Yes, they can…

In a previous post, following up on an Elder of Ziyon exclusive, I asked Why can’t Hanan Ashrawi’s Miftah apologize for publishing antisemitism?

Well, it now appears, yes they can apologize – according to this Times of Israel report:

A Palestinian nonprofit organization has removed an article from its website that accused Jews of using “the blood of Christians in the Jewish Passover.”

The Miftah organization, founded by Palestinian lawmaker Hanan Ashrawi and funded by European and Western governments, reportedly apologized for publishing the article, after first refusing to apologize and condemning the Jewish bloggers who publicized the article.

The apology was first reported by Adam Kredo at the Washington Free Beacon.

The apology expressed the organization’s “sincerest regret.”

“It has become clear to us after investigating this incident that the article was accidentally and incorrectly published by a junior staff member. The said staffer has been reprimanded and all our staff has been informed as to the disgusting and repulsive phenomena of blood libel or accusation, including its use against Jews. Dr. Hanan Ashrawi, as founder, has nothing to do with the day to day management at Miftah and was no way involved in this incident,” the apology issued Monday said.

The original article in Arabic by Nawaf Al Zaru was first exposed by the Elder of Ziyon blog.

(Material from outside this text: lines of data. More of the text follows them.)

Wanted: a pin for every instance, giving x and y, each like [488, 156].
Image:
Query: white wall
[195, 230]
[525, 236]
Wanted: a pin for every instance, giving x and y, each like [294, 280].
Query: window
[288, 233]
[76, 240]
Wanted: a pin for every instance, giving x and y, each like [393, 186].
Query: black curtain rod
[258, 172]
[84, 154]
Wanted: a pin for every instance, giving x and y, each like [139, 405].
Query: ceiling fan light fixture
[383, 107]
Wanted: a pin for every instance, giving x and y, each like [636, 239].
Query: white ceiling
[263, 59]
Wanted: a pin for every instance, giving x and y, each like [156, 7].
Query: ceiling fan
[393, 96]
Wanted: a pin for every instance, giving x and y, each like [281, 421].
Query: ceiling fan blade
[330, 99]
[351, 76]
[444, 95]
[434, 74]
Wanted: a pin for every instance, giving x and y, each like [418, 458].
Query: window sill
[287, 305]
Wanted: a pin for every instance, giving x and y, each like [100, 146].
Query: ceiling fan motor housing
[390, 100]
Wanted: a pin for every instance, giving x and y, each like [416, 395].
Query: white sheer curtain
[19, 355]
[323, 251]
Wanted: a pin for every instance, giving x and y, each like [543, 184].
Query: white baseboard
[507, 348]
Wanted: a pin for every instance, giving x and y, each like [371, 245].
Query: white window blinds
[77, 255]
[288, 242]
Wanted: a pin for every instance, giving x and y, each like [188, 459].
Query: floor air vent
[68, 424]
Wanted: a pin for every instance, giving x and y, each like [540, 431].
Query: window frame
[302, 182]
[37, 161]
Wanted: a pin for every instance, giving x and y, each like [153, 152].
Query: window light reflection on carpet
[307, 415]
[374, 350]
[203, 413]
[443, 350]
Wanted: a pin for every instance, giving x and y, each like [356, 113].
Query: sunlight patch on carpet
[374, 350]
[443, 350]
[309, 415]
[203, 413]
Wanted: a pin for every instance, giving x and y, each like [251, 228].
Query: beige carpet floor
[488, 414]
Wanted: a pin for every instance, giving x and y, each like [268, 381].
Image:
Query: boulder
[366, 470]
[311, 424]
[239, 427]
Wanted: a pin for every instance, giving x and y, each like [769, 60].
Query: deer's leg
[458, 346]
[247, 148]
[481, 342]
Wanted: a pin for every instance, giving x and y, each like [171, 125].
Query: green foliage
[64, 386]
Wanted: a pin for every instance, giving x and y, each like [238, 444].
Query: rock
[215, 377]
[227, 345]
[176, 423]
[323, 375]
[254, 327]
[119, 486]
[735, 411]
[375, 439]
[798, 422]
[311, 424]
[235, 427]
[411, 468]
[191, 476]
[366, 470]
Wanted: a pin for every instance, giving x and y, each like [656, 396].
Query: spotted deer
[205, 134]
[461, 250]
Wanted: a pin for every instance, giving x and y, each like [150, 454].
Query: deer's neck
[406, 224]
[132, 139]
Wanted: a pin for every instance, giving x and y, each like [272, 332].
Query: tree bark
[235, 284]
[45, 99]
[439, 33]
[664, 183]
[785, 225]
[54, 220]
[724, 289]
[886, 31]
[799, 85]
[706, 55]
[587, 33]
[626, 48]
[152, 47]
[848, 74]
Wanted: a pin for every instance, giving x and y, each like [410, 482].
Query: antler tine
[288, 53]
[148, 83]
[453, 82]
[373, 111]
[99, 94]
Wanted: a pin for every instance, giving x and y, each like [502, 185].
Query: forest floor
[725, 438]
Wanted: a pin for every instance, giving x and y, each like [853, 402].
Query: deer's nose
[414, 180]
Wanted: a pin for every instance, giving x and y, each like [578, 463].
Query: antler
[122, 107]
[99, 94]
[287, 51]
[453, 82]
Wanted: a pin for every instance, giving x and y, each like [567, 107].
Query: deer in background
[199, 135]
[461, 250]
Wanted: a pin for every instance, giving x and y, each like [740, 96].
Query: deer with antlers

It criticized President Obama for his tribute to Passover, by holding a seder in the White House.

“Does Obama in fact know the relationship, for example, between ‘Passover’ and ‘Christian blood’..?! Or ‘Passover’ and ‘Jewish blood rituals?!’” read the article posted March 27. “Much of the chatter and gossip about historical Jewish blood rituals in Europe are real and not fake as they claim; the Jews used the blood of Christians in the Jewish Passover.”

Miftah on March 30 defended the publishing of the article in a statement on its website, calling it a “smear campaign.”

Miftah receives government funding from countries including Switzerland, Sweden, Denmark, the Netherlands, Italy, Austria, Germany, Ireland, and Norway, and from US-funded NGOs that receive government funding, NGO Monitor reported.

Clearly the Elder’s campaign – that so called “smear campaign” – was effective. Well done to the Elder. As for the apology, it’s late, so late, but better than before. You have to wonder why they did not do the right thing first time around. (And you have to hope that other organizations will at least think twice before spreading such poison again.)

I also hope that more Western organizations – especially the media and funders – take notice of the different message that organizations like Miftah package for their English language and Arabic language audiences. Pay attention, guys!

I await the Elder’s follow up to this notable victory for him – and common sense.